Stef Tipping, co-ordinator for the Centre Against Sexual Assault's secondary schools program, agrees better education is crucial. In its six-week sexual assault prevention course, centre staff often encounter entrenched double standards, with sexually active girls branded ''sluts'', while boys are seen as ''legends''. These attitudes add to confusion around consent in sexual encounters.
''We use scenarios like, two kids have been dating for a few weeks and she turns up to a party in one of her sister's dresses. It's a bit shorter than normal, she's had a bit to drink and feels sick and tired and wants to lie down. She asks her boyfriend to come with her and he tries to have sex with her. She tries to push him off but he's too strong,'' Ms Tipping said.

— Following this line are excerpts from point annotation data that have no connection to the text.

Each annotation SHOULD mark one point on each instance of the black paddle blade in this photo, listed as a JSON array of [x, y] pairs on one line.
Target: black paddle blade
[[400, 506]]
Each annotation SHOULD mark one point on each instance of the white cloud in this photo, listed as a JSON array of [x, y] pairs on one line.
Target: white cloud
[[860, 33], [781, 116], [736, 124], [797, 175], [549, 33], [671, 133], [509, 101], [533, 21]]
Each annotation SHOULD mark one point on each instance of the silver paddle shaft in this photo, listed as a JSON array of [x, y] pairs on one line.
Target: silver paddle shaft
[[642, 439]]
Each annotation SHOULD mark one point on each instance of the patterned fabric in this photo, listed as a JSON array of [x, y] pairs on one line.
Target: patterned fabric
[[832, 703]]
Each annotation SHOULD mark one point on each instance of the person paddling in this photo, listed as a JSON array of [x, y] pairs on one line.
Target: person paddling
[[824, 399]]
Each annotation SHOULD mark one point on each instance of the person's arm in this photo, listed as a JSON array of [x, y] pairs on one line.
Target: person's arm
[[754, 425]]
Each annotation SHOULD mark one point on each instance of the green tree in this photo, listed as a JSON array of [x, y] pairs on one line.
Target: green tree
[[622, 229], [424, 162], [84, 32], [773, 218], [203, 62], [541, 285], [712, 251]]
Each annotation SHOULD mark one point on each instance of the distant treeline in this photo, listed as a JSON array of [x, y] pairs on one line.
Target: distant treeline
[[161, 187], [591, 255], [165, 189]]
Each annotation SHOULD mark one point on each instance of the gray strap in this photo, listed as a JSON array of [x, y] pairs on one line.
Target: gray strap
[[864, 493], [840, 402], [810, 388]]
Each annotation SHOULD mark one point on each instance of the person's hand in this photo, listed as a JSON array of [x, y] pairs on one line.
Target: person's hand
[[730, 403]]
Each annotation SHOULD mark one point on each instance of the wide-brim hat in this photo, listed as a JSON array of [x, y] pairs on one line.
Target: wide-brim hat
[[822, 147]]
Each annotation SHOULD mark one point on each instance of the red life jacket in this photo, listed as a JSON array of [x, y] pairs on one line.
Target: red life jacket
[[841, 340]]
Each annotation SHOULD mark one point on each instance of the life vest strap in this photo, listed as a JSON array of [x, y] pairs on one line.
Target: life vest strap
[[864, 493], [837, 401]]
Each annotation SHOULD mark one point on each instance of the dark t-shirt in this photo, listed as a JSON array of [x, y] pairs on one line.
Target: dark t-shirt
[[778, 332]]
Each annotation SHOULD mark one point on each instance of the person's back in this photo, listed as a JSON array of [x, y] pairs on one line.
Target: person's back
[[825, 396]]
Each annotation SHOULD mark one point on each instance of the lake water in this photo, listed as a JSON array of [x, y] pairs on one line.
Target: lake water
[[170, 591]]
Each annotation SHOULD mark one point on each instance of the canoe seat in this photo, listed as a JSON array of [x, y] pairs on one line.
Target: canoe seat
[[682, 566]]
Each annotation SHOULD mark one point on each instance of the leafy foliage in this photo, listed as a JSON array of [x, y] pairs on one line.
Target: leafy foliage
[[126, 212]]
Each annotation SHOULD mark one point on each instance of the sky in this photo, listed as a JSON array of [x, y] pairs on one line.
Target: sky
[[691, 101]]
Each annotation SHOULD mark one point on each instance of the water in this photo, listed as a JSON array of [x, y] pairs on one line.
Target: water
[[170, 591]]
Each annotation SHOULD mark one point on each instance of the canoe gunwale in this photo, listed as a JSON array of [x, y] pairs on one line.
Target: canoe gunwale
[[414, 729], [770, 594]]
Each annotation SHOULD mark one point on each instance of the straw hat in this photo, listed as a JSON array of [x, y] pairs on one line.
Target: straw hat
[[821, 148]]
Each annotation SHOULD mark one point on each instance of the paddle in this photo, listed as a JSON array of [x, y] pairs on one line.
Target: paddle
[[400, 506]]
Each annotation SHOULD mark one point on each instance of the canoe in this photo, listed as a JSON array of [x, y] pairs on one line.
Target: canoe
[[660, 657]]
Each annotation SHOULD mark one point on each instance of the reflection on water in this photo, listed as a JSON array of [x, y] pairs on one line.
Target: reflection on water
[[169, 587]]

''In her story she says she was too scared to scream because she didn't want to make a scene with her friends in the next room. He says, she turned up in this hot dress, she was drunk, she wanted to lie down, 'I thought she really wanted to have sex. She grizzled when I took her clothes off but girls just want to be persuaded …' Often the boys just aren't aware of the power imbalance until you deconstruct these scenarios.''
Lauren Rosewarne, a gender politics expert from the University of Melbourne, said in the digital age, pornography was the first exposure to sex for many children, giving them a skewed view of sexual experiences.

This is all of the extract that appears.